Hay al menos dos corrientes periodísticas en torno a la grabación y divulgación de audios: la que defiende y valora férreamente su uso porque las audiencias tienen derecho a saber, porque es legítimo, aunque riña con lo legal. Y la que considera a esos audios como referencias, buenas pistas, que deben ser verificadas y confrontadas antes de que se los publique, porque todo el que está siendo grabado en circunstancias privadas tiene derecho a saberlo.

Y esta discusión, que no es nueva, pues vengo escuchándola desde que empecé en el oficio hace algunas décadas, ha regresado en días recientes con mayor fuerza, porque ahora la tecnología se ha vuelto el aliado perfecto para lograr grabaciones que antes no eran posibles; y para diseminar sus contenidos con la misma velocidad de la luz con la que se navega en la fibra óptica, aquel prodigio tecnológico al servicio de la nueva comunicación. Lo lamentable de todo esto es que la bronca entre periodistas enmarañados en el cómo se lograron los datos, abona profundamente en el descrédito de esta noble profesión, tan lastimada en tiempos recientes, cuando hasta se la apellidó para que cualquiera se sienta en confianza de repetir el indignante remoquete de “prensa corrupta”.

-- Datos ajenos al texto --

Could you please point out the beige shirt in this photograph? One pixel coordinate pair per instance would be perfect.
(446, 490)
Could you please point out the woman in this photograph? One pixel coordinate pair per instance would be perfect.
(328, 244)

El dilema de la prensa independiente

La que ahora nos ocupa es la diferencia entre mostrar y demostrar; entre profundidad e investigación; y si fuera tequila, la diferencia entre el recién destilado y el reposado.

¿De qué corriente periodística soy, sobre las grabaciones clandestinas? De la que las toma como una excelente pista...

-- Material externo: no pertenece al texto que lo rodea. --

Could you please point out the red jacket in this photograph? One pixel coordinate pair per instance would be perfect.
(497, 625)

Pero lo de fondo es que estamos hablando de la clase más antipática que puede uno toparse en las escuelas de comunicación, tan antipática como fundamental y me refiero a aquella que nos abre los ojos en torno a la responsabilidad que asumimos al informar sobre hechos de diferentes trascendencias, pero en cuyo 80 % o 90 % de las veces involucran la honra de alguien. Y por eso el cumplimiento de la presunción de inocencia; del debido proceso; de la validación de las fuentes y los datos mismos; y de los intereses vistos u ocultos.

Es el también antiguo dilema entre la libertad de expresión y la libertad de prensa, que para no aburrirlos, es la diferencia entre hablar sin mayor restricción que la intimidad de los demás, y hablar con la responsabilidad de poder demostrar todo lo dicho.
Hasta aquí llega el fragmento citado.